= World Genseiryū Karatedō Federation =

Governing body of sport karate

World Genseiryū Karatedō Federation (WGKF) is an international karate organization established in 2003.

Instructors from several countries, including Denmark, the Netherlands, Spain, Finland and Japan, met in Oviedo, Spain in November, 2003, for purposes of establishing the World Genseiryū Karatedō Federation. At the end of the meeting, on November 14, the parties signed an agreement promising, among other things, to follow Seiken Shukumine's book Shin Karatedō Kyōhan (published 1964), which the WGKF considers the original Genseiryū, as a training guideline. Ten-i, Chi-i and Jin-i are considered by the WGKF to be among the basic and most essential kata of the organization's curriculum. Some instructors from within the WGKF have chosen to also practice and teach other kata such as Heian (basic kata from Shotokan), kata that are not included in the official curriculum. None of these instructors have rejected any of the kata mentioned in the book Shin Karatedō Kyōhan.

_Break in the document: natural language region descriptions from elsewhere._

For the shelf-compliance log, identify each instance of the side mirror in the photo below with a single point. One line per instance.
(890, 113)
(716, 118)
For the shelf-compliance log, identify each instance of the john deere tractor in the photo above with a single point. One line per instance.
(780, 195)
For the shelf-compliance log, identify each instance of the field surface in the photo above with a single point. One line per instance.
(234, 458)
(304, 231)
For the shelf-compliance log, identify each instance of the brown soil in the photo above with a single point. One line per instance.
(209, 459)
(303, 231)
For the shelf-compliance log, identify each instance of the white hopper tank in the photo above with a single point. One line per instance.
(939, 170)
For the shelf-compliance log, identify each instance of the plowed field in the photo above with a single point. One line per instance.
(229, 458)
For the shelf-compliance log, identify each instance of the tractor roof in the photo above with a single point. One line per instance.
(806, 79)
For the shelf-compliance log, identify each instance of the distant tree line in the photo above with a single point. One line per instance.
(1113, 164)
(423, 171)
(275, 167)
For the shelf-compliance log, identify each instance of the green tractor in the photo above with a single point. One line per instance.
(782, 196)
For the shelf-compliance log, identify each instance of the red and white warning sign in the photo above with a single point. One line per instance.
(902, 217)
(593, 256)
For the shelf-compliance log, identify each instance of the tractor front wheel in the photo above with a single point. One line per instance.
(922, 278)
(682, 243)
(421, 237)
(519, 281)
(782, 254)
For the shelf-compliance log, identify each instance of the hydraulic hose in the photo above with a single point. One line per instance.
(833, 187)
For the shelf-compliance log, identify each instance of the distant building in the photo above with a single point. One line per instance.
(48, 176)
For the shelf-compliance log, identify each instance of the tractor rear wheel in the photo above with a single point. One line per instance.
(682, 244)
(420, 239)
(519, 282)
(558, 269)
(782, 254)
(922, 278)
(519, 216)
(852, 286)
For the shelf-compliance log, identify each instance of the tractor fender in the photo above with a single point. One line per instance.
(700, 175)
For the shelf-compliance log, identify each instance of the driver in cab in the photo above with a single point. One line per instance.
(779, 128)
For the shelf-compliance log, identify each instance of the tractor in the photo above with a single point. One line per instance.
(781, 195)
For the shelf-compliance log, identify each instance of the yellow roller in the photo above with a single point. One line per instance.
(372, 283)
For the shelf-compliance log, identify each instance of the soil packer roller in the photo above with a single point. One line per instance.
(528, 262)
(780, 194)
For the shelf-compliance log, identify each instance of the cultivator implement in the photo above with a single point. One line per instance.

Currently, the President of the WGKF is Yasunori Kanai, Vice-President is Rodolfo S. Alonso and the Director-General is Nobuaki Konno.

Seiken Shukumine (1925–2001) founded both Genseiryū (in 1950) and Taidō (in 1965). Since 1962 Shukumine involved himself mainly with matters related to Taidō., but he also stayed involved in Genseiryu karate He received the title of Grand Master (Saikō-Shihan) of Genseiryū, which he carried until his death in 2001. He appointed several former students, as teachers and to operate the Genseiryū schools as the Head Master/President. The first was Yamada (one of Shukumine's first students) in 1968, later followed by Haruo Saito.

The Nippon Karate Budō Kyōkai, which takes part in the World Genseiryū Karatedō Federation (WGKF), has Yasunori Kanai as the president of both. The Nippon Karate Budō Kyōkai took up the role as honbu (本部, headquarters) of the World Genseiryū Karatedō Federation with the office located in Itō, Japan. Seiken Shukumine lived in Ito for many years and was eventually buried there.